I would like to add that efficiency is likely to improve if the non-LED diode (a reaistor is offered as a workable alternative) is a Schottky one. I would look into Schottky diodes with breakdown voltage 30V at most, maybe 20V, and rated to handle 1 amp or less, maybe much less. Come to think of it, much less to get improvement towards shorter switching times.
It does appear to me that the shown capacitor and resistor are "left to the student". I would like to make that capacitor .01 uF merely from knowing that one is a common cheap part. I could gain desire to make it smaller in consideration of likely oscillation frequency considering a desired value for the shown resistor...
I would want to make that resistor 100K max to "make this cleaner", and I have a liking to get oscillation frequency into the 50 to mildly-above-100 KHz ballpark, in order to make the oscillation frequency ultrasonic to humans and most pets (even though dB acoustic pressure is impressively low to negligible likely less than 30 1 meter away).

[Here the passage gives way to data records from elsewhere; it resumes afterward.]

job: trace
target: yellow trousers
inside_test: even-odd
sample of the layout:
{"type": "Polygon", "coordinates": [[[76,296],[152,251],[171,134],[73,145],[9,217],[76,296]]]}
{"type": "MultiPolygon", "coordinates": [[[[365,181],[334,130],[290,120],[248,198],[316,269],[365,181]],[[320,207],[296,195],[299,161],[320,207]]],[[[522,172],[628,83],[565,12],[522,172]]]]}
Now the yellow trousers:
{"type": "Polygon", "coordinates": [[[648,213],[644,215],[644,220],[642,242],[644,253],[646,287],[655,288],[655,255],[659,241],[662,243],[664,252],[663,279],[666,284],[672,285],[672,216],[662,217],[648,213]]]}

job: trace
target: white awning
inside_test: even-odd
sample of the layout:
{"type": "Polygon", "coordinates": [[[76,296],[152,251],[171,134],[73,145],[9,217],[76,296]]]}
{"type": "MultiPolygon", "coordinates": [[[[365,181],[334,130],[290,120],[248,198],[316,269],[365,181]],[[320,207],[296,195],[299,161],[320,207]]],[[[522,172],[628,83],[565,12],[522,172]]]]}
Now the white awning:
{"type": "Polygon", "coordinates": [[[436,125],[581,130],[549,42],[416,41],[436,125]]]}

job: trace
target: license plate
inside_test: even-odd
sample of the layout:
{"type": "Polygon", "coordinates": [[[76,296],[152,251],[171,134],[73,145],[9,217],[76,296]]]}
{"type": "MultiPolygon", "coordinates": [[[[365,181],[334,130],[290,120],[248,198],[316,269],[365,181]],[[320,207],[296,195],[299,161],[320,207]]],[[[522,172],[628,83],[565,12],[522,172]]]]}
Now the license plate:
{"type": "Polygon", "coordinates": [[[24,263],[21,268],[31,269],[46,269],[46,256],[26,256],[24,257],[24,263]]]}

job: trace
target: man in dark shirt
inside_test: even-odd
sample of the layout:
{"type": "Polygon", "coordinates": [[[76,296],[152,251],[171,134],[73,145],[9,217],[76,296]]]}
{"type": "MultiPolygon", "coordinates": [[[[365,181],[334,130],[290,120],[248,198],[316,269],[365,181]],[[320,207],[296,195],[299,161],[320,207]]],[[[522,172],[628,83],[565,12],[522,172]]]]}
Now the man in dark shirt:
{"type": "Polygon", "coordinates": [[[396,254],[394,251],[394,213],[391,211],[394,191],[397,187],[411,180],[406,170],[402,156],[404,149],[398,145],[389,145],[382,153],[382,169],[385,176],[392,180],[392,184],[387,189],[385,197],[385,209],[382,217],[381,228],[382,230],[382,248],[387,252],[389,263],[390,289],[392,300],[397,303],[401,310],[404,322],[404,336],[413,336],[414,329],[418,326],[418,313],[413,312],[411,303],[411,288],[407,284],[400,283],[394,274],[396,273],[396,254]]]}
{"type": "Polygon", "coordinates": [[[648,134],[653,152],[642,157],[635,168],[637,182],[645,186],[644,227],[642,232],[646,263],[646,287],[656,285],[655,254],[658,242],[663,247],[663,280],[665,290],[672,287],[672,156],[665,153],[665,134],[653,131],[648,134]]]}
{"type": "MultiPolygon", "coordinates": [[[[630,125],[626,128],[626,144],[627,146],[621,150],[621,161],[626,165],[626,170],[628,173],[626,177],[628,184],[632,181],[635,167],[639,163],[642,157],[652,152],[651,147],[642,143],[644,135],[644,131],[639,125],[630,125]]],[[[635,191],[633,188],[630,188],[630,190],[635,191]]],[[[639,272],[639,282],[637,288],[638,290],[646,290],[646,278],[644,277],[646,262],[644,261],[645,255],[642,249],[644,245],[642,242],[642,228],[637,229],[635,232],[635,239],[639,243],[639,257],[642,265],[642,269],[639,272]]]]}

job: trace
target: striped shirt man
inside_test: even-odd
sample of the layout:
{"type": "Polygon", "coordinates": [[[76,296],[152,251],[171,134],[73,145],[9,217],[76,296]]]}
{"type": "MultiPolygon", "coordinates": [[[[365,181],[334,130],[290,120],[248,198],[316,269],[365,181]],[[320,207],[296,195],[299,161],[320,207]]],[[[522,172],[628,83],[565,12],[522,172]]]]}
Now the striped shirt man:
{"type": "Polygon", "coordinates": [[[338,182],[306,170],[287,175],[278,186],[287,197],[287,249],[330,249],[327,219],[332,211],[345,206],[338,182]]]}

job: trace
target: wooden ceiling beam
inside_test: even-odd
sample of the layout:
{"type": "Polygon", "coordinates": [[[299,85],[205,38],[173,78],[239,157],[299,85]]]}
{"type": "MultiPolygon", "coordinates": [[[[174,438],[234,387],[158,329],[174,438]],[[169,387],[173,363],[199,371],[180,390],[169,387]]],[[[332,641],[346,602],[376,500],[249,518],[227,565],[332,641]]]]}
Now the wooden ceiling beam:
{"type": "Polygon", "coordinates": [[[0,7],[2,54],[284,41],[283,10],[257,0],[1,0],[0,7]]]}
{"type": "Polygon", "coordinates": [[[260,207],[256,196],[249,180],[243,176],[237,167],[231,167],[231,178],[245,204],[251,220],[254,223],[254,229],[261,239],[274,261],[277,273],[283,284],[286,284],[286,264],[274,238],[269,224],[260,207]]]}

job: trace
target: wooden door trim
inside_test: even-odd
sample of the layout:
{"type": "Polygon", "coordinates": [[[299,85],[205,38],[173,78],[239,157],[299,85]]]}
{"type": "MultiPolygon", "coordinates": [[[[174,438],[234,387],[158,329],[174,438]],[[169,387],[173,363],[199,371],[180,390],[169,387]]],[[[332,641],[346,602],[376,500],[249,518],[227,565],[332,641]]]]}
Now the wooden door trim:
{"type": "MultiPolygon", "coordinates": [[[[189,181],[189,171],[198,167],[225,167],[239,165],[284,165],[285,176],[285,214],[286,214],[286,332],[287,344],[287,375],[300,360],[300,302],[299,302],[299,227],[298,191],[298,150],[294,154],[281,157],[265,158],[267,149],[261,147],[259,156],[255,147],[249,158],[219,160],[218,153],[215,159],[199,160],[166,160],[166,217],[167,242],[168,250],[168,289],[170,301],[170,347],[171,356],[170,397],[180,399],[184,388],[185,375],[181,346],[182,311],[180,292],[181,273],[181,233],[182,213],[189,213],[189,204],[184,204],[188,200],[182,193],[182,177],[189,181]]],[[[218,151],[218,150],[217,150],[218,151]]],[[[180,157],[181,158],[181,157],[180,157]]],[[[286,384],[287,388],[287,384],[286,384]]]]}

Also I would want the oscillation frequency to be not-too-close to the common ones for TV/VCR/DVD common consumer devices. But if the LED emits at a shorter wavelength, as in/near blue, that is less-likely a problem. If that problem comes up anyway, I would primarily put a longpass filter in front of the consumer device sensor - as in Wratten preferably 92, secondarily 29, tertiarily 25 or equivalents including Schott glass longpass optical filters (regardless ofwho supplies longpass optical filters based on Schott glass products), having part numbers starting with RG and including afterwards 630 to 670.